A 38-foot pleasure craft caught fire off East Chop late Monday afternoon, sending a massive plume of black smoke high above Vineyard Sound and prompting a mass mutual aid response.

All passengers were safely evacuated from the boat with the help of a good Samaritan, according to officials with the U.S. Coast Guard and Oak Bluffs fire department. The vessel was the only casualty.

Oak Bluffs fire boat responded, along with Coast Guard station Woods Hole. — Mark Alan Lovewell

“It’s done,” said Oak Bluffs fire chief Nelson Wirtz, describing the condition of the boat. “This was its last day at sea.”

According to an employee with Tow Boat US, Falmouth — the company that towed the vessel — the boat was based in Falmouth harbor and called Jinx.

The call came in just before 6 p.m., according to Chief Wirtz, with reports of a 38-foot vessel on fire one to two miles off East Chop.
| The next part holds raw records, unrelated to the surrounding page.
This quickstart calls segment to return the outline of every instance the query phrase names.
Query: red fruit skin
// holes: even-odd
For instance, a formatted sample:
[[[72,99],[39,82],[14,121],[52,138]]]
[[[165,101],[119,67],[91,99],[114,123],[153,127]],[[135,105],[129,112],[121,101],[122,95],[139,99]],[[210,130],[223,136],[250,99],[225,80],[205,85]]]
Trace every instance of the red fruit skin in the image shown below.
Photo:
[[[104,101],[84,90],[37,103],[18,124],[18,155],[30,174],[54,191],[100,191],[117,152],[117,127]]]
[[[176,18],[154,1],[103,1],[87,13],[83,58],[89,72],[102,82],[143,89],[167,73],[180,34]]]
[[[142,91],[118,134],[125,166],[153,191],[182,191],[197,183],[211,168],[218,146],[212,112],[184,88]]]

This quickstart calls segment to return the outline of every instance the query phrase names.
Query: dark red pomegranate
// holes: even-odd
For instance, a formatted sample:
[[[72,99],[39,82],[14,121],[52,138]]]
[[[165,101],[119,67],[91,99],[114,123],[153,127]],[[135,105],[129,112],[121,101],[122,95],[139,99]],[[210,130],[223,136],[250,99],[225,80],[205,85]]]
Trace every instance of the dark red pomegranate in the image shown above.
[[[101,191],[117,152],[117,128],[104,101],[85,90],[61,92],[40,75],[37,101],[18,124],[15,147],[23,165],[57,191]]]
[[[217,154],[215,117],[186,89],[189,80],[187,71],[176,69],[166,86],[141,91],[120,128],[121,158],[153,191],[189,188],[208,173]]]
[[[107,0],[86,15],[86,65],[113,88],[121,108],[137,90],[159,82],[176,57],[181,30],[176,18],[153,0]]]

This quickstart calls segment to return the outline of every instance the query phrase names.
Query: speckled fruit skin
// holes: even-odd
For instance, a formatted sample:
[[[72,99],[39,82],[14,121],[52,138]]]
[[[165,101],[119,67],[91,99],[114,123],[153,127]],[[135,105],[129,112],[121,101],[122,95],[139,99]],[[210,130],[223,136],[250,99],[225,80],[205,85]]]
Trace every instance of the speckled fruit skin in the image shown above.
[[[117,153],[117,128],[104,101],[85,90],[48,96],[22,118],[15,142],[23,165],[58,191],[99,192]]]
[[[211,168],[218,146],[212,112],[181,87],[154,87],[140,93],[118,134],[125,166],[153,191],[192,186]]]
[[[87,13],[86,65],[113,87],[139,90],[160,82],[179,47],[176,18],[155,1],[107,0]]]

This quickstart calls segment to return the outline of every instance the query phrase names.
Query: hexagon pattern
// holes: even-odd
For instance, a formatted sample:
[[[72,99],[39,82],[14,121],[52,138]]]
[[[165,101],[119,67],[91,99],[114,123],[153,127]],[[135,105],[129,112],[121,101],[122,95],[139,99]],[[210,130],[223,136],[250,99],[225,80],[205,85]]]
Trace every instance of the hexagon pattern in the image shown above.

The Oak Bluffs department sent its M-567 fire vessel to respond; Coast Guard Station Woods Hole responded as well.

By the time public safety officials and emergency responders arrived, the passengers had been safely evacuated on a dinghy and had boarded a separate vessel, according to Coast Guard Petty Officer Justin Pago. Petty Officer Pago said there were seven or eight passengers on the boat.

“A good Sam came alongside and took them off. They had a dinghy,” he said.

On Tuesday, Coast Guard command duty officer sector SE New England, Scott Backholm, said the good Samaritan boat was a 34-foot vessel called Dog Days.

The state environmental police are investigating the cause.

Chief Wirtz said Oak Bluffs had initially called in the Hyannis fire department to assist in the response, but called the aid off when they were able to get water on the vessel.

“There was an awful lot of fire,” Chief Wirtz said. “A lot of dark black smoke. That’s what happens when plastic and metal burn.”

To avoid sinking, the boat was immediately towed to the Vineyard, Chief Wirtz said, where it will be dewatered. Neither the Coast Guard nor Oak Bluffs fire department knew the name of the boat or its owner, but confirmed that it was a recreational vessel. They did not know whether it was based on the Vineyard.

Mr. Wirtz said the boat began to break up when it got close to shore, and Petty Officer Pago said it would be salvaged before being towed to Woods Hole or Falmouth on Tuesday.

“I’ve had a lot of rescues . . . but this was my first boat fire in Oak Bluffs,” Chief Wirtz said, who took over as department chief early this summer, moving to the Island from Chatham. “Good that everyone on the vessel got off, and there were no injuries.”